Court rejects Maternity Action legal challenge to NHS charging
The RCM is disappointed that the High Court has refused Maternity Action permission to proceed with a judicial review of the Government’s NHS charging regime for migrants. The case was brought by Maternity Action on behalf of a woman who was charged more than £10,000 for accessing vital maternity care.
Charging vulnerable migrants 150% of the standard tariff for NHS care for vital maternity care deters, delays, or denies access to healthcare for pregnant women, those giving birth, or those who need postnatal treatment. This has an immensely negative impact on both their own health and their child’s health. This is particularly concerning as many migrant women are often socially and economically marginalised and are already at greater risk of poor maternal health outcomes, including maternal death, and premature birth.

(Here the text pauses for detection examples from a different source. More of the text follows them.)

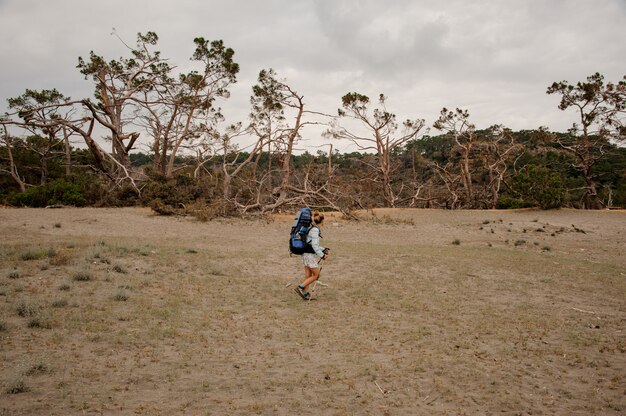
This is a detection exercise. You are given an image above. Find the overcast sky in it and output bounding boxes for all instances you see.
[0,0,626,153]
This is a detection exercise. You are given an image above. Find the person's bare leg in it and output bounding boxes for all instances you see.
[302,268,320,292]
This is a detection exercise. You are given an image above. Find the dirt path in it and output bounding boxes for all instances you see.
[0,208,626,415]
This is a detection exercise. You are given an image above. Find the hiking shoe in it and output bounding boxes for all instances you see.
[294,286,311,300]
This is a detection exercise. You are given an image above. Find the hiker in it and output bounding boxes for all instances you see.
[297,211,328,299]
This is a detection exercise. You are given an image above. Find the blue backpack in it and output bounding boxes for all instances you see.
[289,208,314,256]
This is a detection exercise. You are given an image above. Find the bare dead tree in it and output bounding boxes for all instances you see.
[478,126,523,209]
[433,108,477,206]
[547,73,626,209]
[0,124,26,192]
[326,93,424,207]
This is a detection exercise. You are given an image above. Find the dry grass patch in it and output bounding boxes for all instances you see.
[0,209,626,415]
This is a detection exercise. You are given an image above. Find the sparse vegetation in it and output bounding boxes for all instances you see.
[28,316,52,329]
[50,299,67,308]
[0,208,626,414]
[15,301,40,317]
[6,379,30,394]
[72,270,91,282]
[113,290,128,302]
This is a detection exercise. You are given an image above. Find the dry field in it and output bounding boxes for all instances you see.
[0,208,626,415]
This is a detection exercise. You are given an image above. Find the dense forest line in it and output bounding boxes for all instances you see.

The NHS charging regulations are also having a profoundly negative impact on midwives, who report that charging has hindered their ability to form good relationships with vulnerable women. Midwives and other health care workers also report feeling stressed and anxious when having to apply the regulations which are complex and often misapplied.
Charlotte Wilson, Policy Advisor for the RCM, said: “While we recognise the need to safeguard NHS resources, this is not the way to go about it. To date, there has been no robust assessment of the effect this policy has on health outcomes, and there has been no robust assessment of whether this scheme is cost effective, or capable of achieving its purpose. Current figures demonstrate that less than 40 per cent of the total sum of charges levied in England have actually been recovered.”

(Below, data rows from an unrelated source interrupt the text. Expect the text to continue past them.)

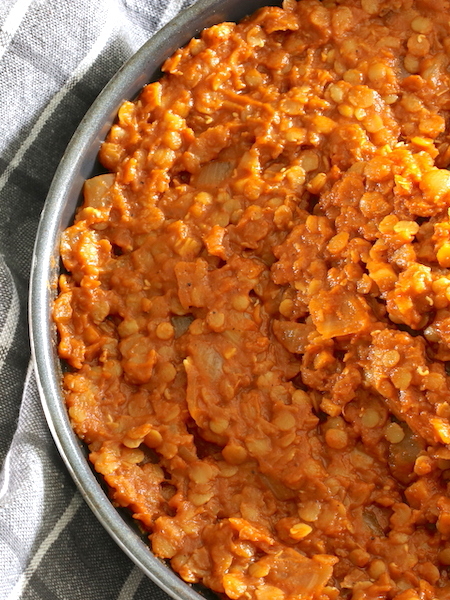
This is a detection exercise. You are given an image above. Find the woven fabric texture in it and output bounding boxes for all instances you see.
[0,0,197,600]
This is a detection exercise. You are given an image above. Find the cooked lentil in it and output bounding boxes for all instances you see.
[54,0,450,600]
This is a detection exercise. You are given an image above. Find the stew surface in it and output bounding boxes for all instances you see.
[54,0,450,600]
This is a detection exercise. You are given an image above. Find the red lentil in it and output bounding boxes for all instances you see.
[54,0,450,600]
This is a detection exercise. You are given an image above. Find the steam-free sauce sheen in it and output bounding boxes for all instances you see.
[54,0,450,600]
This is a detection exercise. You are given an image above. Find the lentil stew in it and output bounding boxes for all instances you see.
[53,0,450,600]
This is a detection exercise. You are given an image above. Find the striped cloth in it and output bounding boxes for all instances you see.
[0,0,192,600]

The Court’s decision yesterday (2 July 2020) was based purely on the technical legality of the scheme. The decision has no bearing on whether the scheme is effective or appropriate. The RCM will continue to join Maternity Action demanding that the Government stop putting vulnerable migrant women’s health at risk by charging them for essential NHS care. Of course, this is more important now than ever before, as the pandemic has created significant new dangers for pregnant women.
Midwives and health care workers should be aware that maternity care must never be refused, delayed or in any way disrupted by issues such as immigration status, charging or ability to pay.